The first one I am going to be looking at is: Exponentiated gradient versus gradient descent for linear predictors and has been cited a staggering 793 times, as of today. There are plenty of things that the authors are doing in this paper (actually, a few too many in my opinion) but in this post, I am focusing on one particular algorithm called EG± and is essentially a variant of the exponential gradient algorithm widely used in Experts problem. I intend this post to be focusing on high-level details (the big picture) while the theoretical analysis is pushed to separate pdf notes.
Dataset: For purposes of experimentation, I am using house pricing dataset from Kaggle. The original dataset has 80 features which I am trimming to 36 (essentially just choosing the numeric data). Out-of-the-box linear regression still works pretty well with the R2 value of around 0.85. Anyhow, the point of the experiment is to see how close our online algorithm comes to the one using batch data. So we’re good. As an aside, I should point out that we are dealing with linear regression here, therefore the hypothesis space is the set of all linear functions.
So, the general idea is as follows: In each round, we choose a weight vector that serves as the hypothesis of the learner and based on this hypothesis the learner predicts a value $\hat{y}_t = w_t \cdot x_t$. Based on this prediction, the learner incurs a loss
$L(y_t, \hat{y}_t) = ( y_t - \hat{y}_t )^2$
The goal of the learner is to update the hypothesis in an online manner such that the cumulative loss incurred is minimized. Of course, one may ask what’s so special about squared loss, and honestly, I am myself not sure, except that it allows one to give good learning bounds.
A couple of comments are in order here:
- eta and U are parameters the learner get to choose. How to set them currently is something we see in the analysis.
- More importantly, note the difference from standard EG algorithm. In EG algorithm, the weights are all positive and always sum to one. Just think about it, this restriction indeed limits the expressive power of our hypothesis. To allow for a more general hypothesis, EGPM chooses two weights for each feature component that allows for both positive and negative coefficients.
- In spite of this modification, the sum of all (positive and negative) weights is required to be U. Therefore, it becomes crucial to choose a good value for U. This also happens to be one of its major drawbacks.

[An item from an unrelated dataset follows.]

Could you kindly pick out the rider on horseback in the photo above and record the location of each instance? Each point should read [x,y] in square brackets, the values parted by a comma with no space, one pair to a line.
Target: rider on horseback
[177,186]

Okay, so let’s see how this really works. After this, we shall focus on a formal analysis. The code used is available on Github. One of the first problems, with implementing this algorithm is exactly what choice of eta and U to use. As we shall see later, without much prior information, this is essentially a guessing game. As an aside, for computational reasons, I have scaled all features to lie in [0, 1] and hence the loss function is also correspondingly scaled down.
In the first experiment, I am comparing the performance of our algorithm with standard linear regression and the curve below represents the mean squared error for different values of step sizes. Given the fact that EGPM starts out with no information at all, I think (for the best value of eta), the algorithm works pretty well! (Of course, I had to try like a hundred times to find the range where it works the best)
Out of curiosity, I tried comparing the performance to degree 2 polynomial as well. The interesting part is, that such a transformation results in ~740 features (considering every possible degree 2 monomial). I was assuming that with so many features, EGPM is bound to perform poorly (since the dataset contains only ~1400 instances). Well, surprise, surprise! It still works pretty well!
I personally think this is a pretty awesome performance. Although of course, it has a host of issues to it but to be fair this was published in 1997 and by all means, online learning was in its nascent stages. This is also seen the proof techniques which are very specific and brittle to changes in loss functions. This work was anyhow quickly overshadowed by the then-pioneering work by Cesa-Bianchi in 99, “Analysis of Two Gradient-Based Algorithms for On-Line Regression” where the results were greatly generalized.